The original Pentagon proposal when Mr. Carter was President got itself blown out of the water on grounds of plausibility. That plan, nicknamed ''the race track,'' called for paving vast areas of Western desert with concrete highways and building, also at vast expense, a series of shelters or launching pads which could be closed over.

The idea was to trundle the big, 100-ton MX missiles around the race track from one pad to another at night, letting the Soviets guess which cover concealed the missile. The proposal overlooked the fact that the Mormons who largely own and politically control Utah, and some of Nevada, did not like the idea of their homeland being paved over and covered up - and thus inviting Soviet attention.

It was political stupidity to propose a plan for Utah and Nevada which would not be acceptable to the Mormons.

Next came the ''dense pack'' under Mr. Reagan.

The more the Congress heard about ''dense pack'' the less plausible it sounded. No matter how sensible the experts said it was, it didn't make sense to a nonexpert.

One more idea like that would have meant the end of MX.

So what are we offered now?

The bipartisan commission thinks that building 100 of the new MX missiles, which can soon be ready for deployment, makes some interim sense.

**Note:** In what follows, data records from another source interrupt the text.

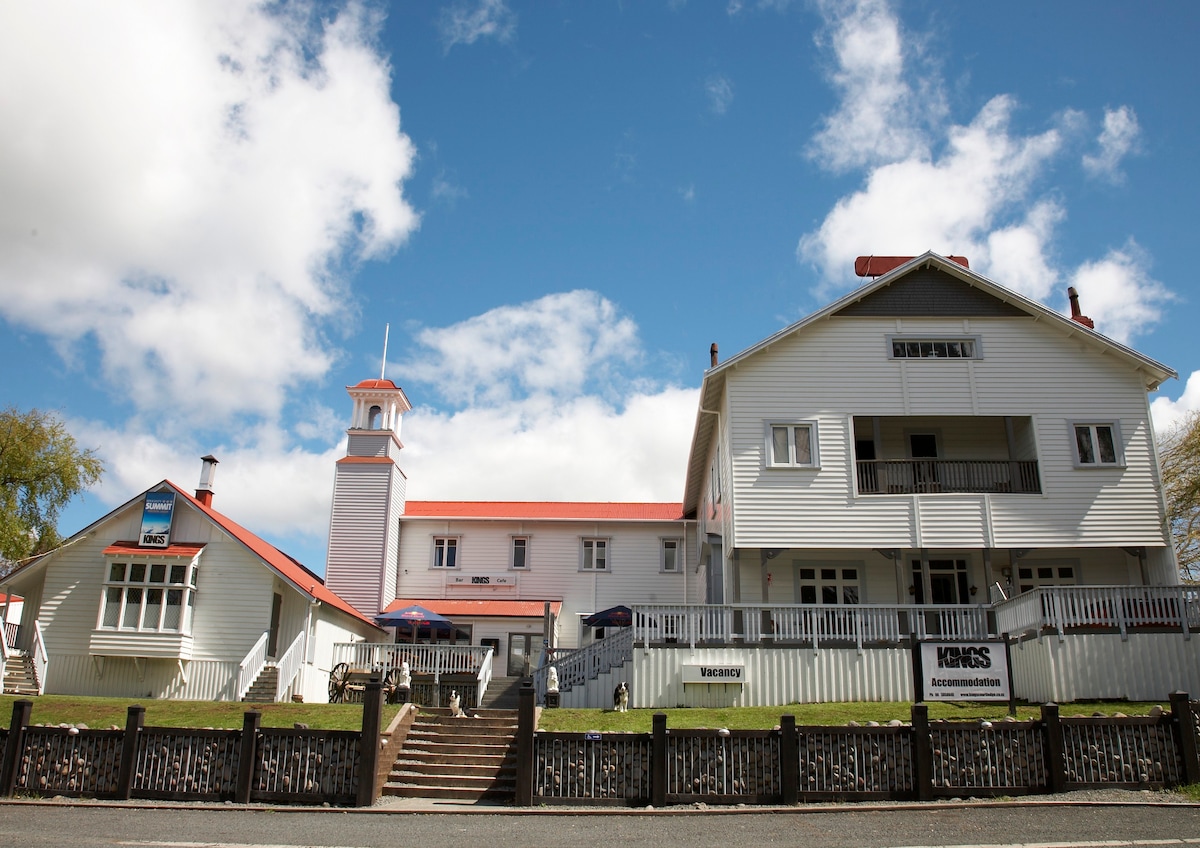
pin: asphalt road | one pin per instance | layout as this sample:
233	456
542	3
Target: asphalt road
1011	824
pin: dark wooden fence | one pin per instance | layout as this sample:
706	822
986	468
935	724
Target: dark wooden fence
922	761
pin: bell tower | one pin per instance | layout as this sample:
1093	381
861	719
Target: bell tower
369	499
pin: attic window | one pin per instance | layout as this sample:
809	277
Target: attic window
935	348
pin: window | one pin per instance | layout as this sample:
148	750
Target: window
445	552
670	558
934	348
1097	444
520	552
149	597
791	445
595	554
828	585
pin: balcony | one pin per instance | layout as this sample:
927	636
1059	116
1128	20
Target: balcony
928	476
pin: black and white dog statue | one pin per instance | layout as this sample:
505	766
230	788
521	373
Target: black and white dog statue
621	697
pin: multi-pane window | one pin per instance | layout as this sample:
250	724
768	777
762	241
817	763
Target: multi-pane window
595	554
790	445
828	585
670	560
445	552
154	597
520	552
1096	444
934	348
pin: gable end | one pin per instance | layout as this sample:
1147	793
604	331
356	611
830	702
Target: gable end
930	292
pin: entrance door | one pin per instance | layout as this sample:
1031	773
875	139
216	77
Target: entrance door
521	654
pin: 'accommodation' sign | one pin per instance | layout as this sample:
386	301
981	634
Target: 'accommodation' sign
714	673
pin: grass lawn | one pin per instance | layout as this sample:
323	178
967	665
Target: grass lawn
102	713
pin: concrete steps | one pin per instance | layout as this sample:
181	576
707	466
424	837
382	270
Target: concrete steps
462	759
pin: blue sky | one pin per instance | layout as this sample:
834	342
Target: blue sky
210	211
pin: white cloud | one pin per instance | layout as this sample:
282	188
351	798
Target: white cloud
179	184
466	23
1119	294
719	90
881	115
558	344
1120	137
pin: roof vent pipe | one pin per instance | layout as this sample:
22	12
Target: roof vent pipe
1075	313
208	471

They are designed to fit into the silos which now house Minuteman missiles. So put them into existing silos. No new silos need to be built. That saves something like $5 billion over the next four or five years.

But everyone knows that with the increasing accuracy of the new generation of missiles the fixed silo is becoming increasingly vulnerable. The best way to reduce vulnerability is to make the missile mobile. So the commission proposes an immediate research and development program aimed at perfecting an entirely new generation of mobile missiles.

The goal for the ''R and D'' people is to be a missile of only 15 tons with a single, but highly accurate, warhead. They want this new weapon to be ready for deployment in the early part of the next decade. They figure on ten years to get it operational. They propose that the US immediately start talking to the Soviets with the purpose of getting new agreements. They think that single-warhead weapons will make for easier negotiations, not harder.

They believe that single-warhead missiles which are mobile and hence less vulnerable mean greater security, and greater stability. Hence they think that, if the Soviets would also go in that direction, the chances for limiting the numbers and sizes would improve.

It all sounds good to the laymen. The Pentagon may dislike it, but smaller weapons which are less expensive and less vulnerable and could make an agreement (in theory) easier with the Soviets are just what is needed - if Congress is to approve of any MXs at all. Sensible and experienced politicians helped to draft this plan - and its presentation.